Identical tests given to pupils at the start of the experiment last autumn and in June revealed that around one-fifth were able to read more quickly with the overlay than without. Meanwhile, those in a control group who had seemed to need overlays but had been denied them showed a deterioration in their reading rate. Those who had struggled most with reading were more likely to choose an overlay to help.

The project, headed by Arnold Wilkins of the Cambridge applied psychology unit, was led in Norfolk by David Pointon, head of the country's sensory support service. The results had been "dramatic", Mr Pointon said.
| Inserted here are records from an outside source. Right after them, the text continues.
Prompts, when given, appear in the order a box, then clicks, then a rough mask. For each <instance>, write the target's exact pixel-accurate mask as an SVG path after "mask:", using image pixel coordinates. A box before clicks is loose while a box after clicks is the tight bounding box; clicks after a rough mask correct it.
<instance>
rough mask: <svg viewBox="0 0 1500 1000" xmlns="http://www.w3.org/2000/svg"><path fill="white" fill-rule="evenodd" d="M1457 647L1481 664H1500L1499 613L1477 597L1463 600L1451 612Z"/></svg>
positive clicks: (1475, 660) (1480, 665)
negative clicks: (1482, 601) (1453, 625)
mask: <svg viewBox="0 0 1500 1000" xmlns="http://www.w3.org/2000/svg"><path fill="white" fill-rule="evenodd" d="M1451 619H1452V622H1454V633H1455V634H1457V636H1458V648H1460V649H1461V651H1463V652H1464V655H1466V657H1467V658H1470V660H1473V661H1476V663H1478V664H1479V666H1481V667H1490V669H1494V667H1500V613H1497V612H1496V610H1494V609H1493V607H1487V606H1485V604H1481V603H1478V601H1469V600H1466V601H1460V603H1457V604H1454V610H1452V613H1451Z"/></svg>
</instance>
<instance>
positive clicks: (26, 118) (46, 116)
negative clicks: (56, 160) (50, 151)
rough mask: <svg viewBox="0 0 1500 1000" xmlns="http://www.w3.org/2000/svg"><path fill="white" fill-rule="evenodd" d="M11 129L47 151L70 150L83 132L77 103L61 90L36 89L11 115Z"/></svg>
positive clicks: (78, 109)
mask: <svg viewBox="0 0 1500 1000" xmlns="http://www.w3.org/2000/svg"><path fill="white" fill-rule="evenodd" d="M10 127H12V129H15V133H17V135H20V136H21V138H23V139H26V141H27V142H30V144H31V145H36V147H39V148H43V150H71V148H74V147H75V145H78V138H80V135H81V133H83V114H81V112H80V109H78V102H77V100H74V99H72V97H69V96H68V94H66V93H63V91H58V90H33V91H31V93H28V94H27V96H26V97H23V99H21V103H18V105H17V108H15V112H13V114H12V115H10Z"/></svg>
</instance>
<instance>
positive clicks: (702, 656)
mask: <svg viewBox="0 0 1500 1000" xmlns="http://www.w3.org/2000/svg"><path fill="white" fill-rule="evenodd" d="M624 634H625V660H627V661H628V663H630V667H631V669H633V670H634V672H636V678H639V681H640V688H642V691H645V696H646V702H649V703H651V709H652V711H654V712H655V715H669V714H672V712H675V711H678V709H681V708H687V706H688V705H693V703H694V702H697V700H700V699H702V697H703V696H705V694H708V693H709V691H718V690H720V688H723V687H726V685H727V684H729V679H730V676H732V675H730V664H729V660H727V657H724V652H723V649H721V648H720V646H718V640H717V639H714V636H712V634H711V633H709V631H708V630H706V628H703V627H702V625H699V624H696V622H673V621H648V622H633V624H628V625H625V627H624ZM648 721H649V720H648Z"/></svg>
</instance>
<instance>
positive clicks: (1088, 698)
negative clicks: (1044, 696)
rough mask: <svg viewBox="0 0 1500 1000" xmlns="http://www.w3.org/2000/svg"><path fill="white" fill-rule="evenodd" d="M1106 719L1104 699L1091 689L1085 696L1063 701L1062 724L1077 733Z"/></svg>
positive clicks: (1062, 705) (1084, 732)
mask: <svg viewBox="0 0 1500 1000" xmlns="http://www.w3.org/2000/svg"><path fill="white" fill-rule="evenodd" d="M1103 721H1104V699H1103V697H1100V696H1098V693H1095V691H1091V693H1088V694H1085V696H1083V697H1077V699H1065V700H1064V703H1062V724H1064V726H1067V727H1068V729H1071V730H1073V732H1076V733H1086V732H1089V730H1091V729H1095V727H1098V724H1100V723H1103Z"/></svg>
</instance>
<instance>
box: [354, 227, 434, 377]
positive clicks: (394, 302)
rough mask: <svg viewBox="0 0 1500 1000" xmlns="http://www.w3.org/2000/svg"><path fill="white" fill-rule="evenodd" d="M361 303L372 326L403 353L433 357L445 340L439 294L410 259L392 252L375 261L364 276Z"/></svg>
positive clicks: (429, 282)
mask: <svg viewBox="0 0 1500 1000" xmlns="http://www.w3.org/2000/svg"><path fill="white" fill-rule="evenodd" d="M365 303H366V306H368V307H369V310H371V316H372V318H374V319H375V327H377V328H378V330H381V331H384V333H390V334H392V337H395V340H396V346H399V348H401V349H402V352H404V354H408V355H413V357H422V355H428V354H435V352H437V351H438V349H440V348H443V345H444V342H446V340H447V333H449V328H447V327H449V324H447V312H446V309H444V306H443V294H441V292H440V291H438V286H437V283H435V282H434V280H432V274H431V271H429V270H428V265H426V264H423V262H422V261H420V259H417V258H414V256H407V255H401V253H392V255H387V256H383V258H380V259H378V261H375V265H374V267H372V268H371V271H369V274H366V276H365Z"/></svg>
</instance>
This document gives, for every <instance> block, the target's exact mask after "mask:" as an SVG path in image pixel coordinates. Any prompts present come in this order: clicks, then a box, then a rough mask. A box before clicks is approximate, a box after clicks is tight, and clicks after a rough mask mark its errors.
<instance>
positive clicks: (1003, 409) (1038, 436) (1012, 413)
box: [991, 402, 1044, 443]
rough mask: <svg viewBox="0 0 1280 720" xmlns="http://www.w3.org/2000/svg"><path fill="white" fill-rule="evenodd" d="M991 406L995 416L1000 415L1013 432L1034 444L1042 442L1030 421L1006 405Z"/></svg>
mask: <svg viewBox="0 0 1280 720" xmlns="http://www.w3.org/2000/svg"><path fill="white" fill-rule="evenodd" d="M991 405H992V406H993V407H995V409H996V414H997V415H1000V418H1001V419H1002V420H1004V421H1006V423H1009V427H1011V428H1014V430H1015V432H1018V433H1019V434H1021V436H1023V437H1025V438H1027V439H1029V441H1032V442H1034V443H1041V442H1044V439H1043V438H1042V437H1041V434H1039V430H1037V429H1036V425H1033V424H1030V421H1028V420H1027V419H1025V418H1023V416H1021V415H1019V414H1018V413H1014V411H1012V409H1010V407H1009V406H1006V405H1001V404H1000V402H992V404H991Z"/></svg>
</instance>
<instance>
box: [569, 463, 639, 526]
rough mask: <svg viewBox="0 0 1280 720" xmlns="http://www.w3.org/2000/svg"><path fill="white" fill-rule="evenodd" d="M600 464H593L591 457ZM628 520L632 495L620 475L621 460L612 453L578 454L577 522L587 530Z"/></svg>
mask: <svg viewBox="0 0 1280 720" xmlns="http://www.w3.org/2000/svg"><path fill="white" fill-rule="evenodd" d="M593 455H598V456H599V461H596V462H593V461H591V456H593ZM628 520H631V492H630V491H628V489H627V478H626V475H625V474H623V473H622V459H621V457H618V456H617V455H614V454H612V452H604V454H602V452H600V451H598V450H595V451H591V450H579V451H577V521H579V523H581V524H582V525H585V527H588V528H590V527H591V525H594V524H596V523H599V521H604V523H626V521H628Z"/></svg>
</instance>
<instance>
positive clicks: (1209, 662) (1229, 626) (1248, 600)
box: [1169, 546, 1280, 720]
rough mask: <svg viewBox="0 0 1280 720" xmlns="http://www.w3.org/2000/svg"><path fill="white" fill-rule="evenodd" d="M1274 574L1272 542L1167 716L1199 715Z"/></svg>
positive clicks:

Norfolk already leads the field among local education authorities in using overlays to help children who are experiencing some reading difficulties. Research carried out in New Zealand and the United States prompted the authority six years ago to explore the potential of the coloured sheets. "Children were coming to us and saying letters moved or jiggled and of course, in common with lots of other people, we were saying `Are you sure?'," Mr Pointon said. "But then we began to hear more about this research and became less sceptical about it."

Children with a condition known as "visual perception difficulty" see letters appear to move and create stripes and patterns rather than clear text. One boy referred to Mr Pointon described what he saw as "the letters getting up and running round the page".

In Norfolk, pupils suffering serious problems have been given overlays to use over their schoolbooks. If they continue to rely on the sheets, they are sent to an optician to be prescribed glasses with tinted lenses.

Researchers are also examining the role of coloured plastic sheets in tackling migraines. Bruce Evans, of the Institute of Optometry in London, said: "Some people get migraines when light is a trigger and they may also be helped by coloured filters, perhaps in glasses."

He added: "The weird thing about this is different people need different colours and sometimes the colour a person needs can be quite specific. They may need a blue filter but if it's light blue instead of dark it won't help them."